Anyway mate ive rattled on for long enough now,so once again dont give up hang on in there and eventually you will be cured or at least alot better
[This message has been edited by scouselad1974 (edited 03-12-2003).]
I know exactly what you're going through. I had basically no social life in college because of my acne. Although it was never THAT bad I just couldn't handle it. I went through a bout of depression in freshman year because of it. It was something that neither my parents nor my therapist could understand --that you could have depression because of acne. I thought I was a bad person, that I was so conceited and self-absorbed that I couldn't get past my skin. That just made me feel worse. After reading this board I see that many people have gone through this and I feel more normal.

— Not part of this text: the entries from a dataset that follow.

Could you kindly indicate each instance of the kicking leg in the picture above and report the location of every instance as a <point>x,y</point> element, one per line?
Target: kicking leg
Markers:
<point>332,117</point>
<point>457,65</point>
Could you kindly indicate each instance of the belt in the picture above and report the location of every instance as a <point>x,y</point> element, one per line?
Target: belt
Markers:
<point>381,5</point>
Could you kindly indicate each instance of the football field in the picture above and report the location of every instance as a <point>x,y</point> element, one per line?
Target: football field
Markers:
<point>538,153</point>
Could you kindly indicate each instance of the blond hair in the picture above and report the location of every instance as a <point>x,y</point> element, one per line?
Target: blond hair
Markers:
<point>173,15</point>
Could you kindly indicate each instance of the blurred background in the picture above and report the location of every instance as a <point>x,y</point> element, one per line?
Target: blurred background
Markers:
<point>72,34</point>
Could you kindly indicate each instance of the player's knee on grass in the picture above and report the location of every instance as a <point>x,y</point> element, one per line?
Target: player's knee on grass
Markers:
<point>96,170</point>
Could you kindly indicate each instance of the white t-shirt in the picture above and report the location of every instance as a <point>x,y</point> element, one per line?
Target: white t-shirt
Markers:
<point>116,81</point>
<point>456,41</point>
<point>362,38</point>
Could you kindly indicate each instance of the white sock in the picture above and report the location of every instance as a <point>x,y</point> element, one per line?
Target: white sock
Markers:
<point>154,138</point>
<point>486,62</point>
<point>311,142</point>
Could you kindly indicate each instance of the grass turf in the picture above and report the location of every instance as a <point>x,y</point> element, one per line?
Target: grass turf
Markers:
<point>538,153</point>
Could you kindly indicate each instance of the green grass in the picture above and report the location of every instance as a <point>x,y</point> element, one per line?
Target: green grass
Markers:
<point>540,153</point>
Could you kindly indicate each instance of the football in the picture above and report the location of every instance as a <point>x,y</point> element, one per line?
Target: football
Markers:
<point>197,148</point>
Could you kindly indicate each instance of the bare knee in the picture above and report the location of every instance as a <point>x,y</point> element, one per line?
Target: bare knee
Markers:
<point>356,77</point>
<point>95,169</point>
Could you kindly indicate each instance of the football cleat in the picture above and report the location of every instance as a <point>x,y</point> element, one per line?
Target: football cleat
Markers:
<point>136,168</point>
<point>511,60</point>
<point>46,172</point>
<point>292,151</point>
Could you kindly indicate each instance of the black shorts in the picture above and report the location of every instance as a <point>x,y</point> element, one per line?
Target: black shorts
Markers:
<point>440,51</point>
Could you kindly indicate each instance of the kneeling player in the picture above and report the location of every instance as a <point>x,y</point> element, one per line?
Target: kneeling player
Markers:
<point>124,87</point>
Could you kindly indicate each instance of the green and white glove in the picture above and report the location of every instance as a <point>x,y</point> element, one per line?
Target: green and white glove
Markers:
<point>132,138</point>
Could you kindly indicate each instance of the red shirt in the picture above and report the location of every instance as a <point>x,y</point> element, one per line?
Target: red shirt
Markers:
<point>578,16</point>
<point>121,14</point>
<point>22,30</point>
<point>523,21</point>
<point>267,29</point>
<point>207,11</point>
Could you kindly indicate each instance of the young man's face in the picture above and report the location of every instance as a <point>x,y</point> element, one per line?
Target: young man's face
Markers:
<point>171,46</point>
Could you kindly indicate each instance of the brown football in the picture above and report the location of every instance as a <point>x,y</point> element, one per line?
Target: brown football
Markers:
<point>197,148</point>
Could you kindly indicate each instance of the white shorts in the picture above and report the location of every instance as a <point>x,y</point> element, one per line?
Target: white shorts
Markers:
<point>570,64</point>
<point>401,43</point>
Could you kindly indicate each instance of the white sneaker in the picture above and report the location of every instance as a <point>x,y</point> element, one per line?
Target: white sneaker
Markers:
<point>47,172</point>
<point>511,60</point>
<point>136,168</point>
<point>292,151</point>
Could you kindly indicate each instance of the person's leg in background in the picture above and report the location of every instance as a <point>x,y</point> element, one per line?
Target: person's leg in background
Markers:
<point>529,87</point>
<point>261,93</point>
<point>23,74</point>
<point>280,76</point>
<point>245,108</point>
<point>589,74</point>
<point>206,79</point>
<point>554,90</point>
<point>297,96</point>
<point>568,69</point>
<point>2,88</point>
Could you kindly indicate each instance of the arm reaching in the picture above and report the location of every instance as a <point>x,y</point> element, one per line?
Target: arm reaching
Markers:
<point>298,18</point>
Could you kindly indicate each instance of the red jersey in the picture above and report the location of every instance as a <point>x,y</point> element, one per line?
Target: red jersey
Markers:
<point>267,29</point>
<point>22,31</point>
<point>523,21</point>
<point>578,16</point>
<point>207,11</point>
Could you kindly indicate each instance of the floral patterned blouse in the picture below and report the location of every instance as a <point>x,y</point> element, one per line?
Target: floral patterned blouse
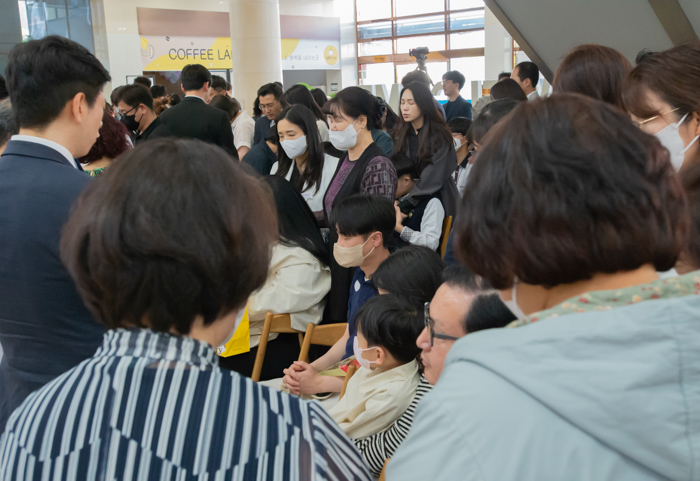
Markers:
<point>681,286</point>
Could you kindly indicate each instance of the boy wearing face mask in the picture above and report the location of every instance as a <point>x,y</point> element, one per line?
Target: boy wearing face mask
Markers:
<point>384,386</point>
<point>365,227</point>
<point>419,224</point>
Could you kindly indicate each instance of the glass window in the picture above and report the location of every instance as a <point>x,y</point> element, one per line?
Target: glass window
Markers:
<point>473,68</point>
<point>433,42</point>
<point>467,20</point>
<point>417,7</point>
<point>475,39</point>
<point>374,30</point>
<point>462,4</point>
<point>373,9</point>
<point>378,74</point>
<point>435,70</point>
<point>376,47</point>
<point>416,26</point>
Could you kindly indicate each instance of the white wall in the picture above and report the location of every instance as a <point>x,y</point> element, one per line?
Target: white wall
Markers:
<point>124,47</point>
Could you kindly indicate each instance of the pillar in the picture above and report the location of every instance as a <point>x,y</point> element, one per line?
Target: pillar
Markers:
<point>256,47</point>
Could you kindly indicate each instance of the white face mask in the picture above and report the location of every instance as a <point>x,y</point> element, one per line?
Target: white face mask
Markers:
<point>344,139</point>
<point>672,140</point>
<point>513,303</point>
<point>294,147</point>
<point>358,355</point>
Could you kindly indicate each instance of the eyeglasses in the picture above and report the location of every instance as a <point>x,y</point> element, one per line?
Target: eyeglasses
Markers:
<point>640,123</point>
<point>429,325</point>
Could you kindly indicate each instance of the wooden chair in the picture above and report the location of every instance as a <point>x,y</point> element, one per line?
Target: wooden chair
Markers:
<point>321,335</point>
<point>352,369</point>
<point>446,227</point>
<point>280,324</point>
<point>382,476</point>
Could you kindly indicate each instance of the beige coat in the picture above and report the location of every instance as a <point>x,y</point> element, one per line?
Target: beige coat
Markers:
<point>374,400</point>
<point>296,284</point>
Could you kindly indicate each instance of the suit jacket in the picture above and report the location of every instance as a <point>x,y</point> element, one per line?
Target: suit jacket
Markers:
<point>192,118</point>
<point>45,329</point>
<point>262,127</point>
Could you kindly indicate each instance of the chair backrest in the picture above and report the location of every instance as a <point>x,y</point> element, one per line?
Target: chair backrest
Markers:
<point>325,335</point>
<point>446,227</point>
<point>352,369</point>
<point>274,323</point>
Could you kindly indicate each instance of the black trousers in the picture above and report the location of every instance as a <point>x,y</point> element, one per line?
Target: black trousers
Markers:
<point>280,354</point>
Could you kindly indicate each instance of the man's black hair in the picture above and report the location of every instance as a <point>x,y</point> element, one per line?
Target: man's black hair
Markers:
<point>405,165</point>
<point>43,75</point>
<point>143,81</point>
<point>363,214</point>
<point>456,77</point>
<point>393,323</point>
<point>459,125</point>
<point>134,95</point>
<point>194,76</point>
<point>528,70</point>
<point>271,88</point>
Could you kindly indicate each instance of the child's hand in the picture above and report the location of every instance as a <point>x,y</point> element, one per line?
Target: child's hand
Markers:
<point>400,216</point>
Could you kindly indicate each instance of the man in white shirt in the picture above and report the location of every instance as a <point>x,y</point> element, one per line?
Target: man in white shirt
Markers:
<point>56,94</point>
<point>527,75</point>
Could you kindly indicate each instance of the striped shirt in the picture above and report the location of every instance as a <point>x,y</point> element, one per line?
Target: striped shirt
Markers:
<point>379,447</point>
<point>154,406</point>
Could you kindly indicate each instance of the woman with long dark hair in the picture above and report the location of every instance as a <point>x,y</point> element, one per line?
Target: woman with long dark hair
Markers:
<point>365,169</point>
<point>300,95</point>
<point>301,159</point>
<point>299,279</point>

Sometimes I wish I could go back and reclaim those years, just study and enjoy life like a college person should. (I'm 30-something now.) It's way easier said than done, I know, but I think you should try your best to enjoy yourself and be successful in your career, while you're still searching for your own solution/cure to acne. Ultimately the people who'll be hiring you don't care about your skin but whether or not you can do the job.
You're a guy, right? I think you'll have a better chance of outgrowing it than me, a female. Women tend to have acne due to hormones. I'm still dealing with it.
congrats on graduating. if its any consolation, i know exactly how u feel cause ur story sounds exactly like mine. i am still in university and i am very worried that i am gonna fail out b/c of my skin.
...the point is, ur not alone. u just gotta keep trying new things to help control it. my problem is that i don't want to go to the dermatologist when my skin is bad (which is kind of ironic cause that's why you would go in the first place!) but b/c of this i lose out on trying new treatments.
are you seeing a dermatologist? what kind of stuff have u tried taking b4?
anyways, i hope ur feeling better. take care.